Le regard vide du temps ne se détourne pas. Rien ne saurait l’émouvoir: le temps est froid et incorruptible comme la caméra et le film. Mais nous qui l’employons, nous interprétons les choses avec chaleur et sentiment. Nous constatons les pertes pour accueillir ensuite le nouveau. Le chroniste Timescape peut se découvrir dans deux personnages, un vrai et un inventé. Le vrai, c’était Eckermann par rapport à Goethe pour qui il assumait à certains égards les fonctions d’une muse – tout comme Charis pour Weston, dont nous avons parlé, ou Lee Miller pour Man Ray. Le personnage inventé, c’est Serenus Zeitblohm de Thomas Mann. Contrairement à Eckermann, il n’observait pas les gens, mais une époque. Et il n’a jamais servi de muse à personne.

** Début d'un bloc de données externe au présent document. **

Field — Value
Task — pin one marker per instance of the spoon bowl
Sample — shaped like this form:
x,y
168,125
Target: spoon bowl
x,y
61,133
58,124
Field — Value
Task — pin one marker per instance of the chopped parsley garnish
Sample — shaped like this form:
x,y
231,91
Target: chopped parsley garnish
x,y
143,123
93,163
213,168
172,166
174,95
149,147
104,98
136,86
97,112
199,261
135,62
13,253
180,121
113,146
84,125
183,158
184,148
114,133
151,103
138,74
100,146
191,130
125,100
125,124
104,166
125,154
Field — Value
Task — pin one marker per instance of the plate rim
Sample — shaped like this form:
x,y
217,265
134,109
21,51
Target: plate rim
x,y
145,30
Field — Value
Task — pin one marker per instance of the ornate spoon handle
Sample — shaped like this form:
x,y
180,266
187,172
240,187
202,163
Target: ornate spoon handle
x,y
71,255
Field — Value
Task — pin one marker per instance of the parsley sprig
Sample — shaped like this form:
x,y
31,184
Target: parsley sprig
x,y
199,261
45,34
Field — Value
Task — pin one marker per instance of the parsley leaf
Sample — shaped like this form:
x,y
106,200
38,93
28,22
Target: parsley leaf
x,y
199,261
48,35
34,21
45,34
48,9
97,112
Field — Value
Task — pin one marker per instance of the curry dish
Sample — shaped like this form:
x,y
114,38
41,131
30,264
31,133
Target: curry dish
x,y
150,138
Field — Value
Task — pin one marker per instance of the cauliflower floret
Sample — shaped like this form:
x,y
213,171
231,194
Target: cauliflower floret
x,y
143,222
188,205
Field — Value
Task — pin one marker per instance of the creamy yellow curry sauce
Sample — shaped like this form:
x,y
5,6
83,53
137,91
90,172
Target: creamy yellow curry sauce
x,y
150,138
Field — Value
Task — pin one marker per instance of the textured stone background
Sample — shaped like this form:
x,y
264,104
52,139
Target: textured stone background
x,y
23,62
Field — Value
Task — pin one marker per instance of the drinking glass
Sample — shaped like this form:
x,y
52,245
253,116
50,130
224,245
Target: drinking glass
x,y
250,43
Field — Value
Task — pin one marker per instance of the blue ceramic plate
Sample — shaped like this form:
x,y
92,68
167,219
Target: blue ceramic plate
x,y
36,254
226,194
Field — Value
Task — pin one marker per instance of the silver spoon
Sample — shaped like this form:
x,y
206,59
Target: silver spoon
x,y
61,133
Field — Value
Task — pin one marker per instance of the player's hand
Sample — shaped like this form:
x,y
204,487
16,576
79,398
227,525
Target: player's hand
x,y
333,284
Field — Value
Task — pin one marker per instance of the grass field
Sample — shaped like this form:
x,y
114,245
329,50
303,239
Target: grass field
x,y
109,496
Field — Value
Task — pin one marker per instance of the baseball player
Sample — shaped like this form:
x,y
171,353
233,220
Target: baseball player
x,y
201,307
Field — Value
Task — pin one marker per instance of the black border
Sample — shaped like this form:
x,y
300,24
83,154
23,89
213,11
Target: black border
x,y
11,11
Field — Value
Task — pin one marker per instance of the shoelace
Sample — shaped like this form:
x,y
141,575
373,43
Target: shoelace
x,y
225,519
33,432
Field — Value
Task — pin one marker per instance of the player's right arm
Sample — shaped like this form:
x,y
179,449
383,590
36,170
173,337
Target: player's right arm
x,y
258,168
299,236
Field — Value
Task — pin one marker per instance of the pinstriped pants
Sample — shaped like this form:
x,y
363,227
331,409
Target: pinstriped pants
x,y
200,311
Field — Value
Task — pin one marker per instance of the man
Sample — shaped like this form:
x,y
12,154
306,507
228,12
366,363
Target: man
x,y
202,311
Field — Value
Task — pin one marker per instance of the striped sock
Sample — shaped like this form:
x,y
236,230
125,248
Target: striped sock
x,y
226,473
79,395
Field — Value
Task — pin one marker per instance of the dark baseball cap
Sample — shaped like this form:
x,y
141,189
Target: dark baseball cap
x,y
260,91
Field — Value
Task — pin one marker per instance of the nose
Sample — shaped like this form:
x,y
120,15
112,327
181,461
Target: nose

Inventions Pour inventer quelque chose et produire ce qui était inconnu avant, l’inventeur utilise des méthodes connues. Il se sert d’éléments qui existent et qu’il ne doit pas inventer pour l’occasion. Ce qu’il fait, c’est imposer à ses matières un nouvel ordre pour en former des systèmes utilisables. Voilà qui se récouvre avec ce que dit Klaus Honnef au sujet de l’invention de la photographie: »Tous les éléments du procédé photographique étaient connus depuis longtemps … les mettre ensemble signifiait inventer la photographie.« De la même façon, Timescape utilise des concepts mentaux et techniques que certains d’entre nous connaissaient déjà: des idées sporadiques se sont réunies pour former un système scientifique. Timescape dépasse radicalement le concept des images avant-après: grâce à des méthodes spécifiques, grâce à un concept précis et bien fixé, à une documentation exacte, à des dimensions geógraphique, mentale et temporelle … grâce enfin à une quantité anomale, qui en devient une qualité propre et spécifique. Le verre d’eau qu’on boit devient un océan d’images dans lequel on risque fort de se noyer, en premier l’auteur lui-même. La photographie, l’art le plus concret (gegenständlich) de tous les arts concrets est en même temps une science. Ainsi, elle offre la possibilité de réunir les qualités des deux. La science de la vue et de la connaissance: c’est elle qui constitue l’élement artistique dans la photographie.
Résumé Max Beckmann conseillait aux peintres de faire ce que l’art photographique seul entre tous les arts est en mesure de faire: pénétrer en profondeur dans le visible pour saisir l’invisible – le temps. Voilà qui constitue le ressort et le sujet de la photographie. Elle essaie sans cesser de happer le temps, l’invisible, dans le vide comble, dans la plénitude vide – en vain et en emportant un lourd butin. Timescape est un archétype de l’art cinématographique, une suite de métamorphoses comme les études de mouvement de Muybridge et Etienne-Jules Marey, un film extrêmement court qui a pour sujet le temps infiniment long: le temps, c’est la vedette, les espaces, les édifices, les objets constituant le décor qui perpétuellement se décompose pour renaître ensuite. Timescape, c’est la photographie tridimensionelle: elle réduit le réel visible à deux dimensions pour y ajouter la quatrième – le temps.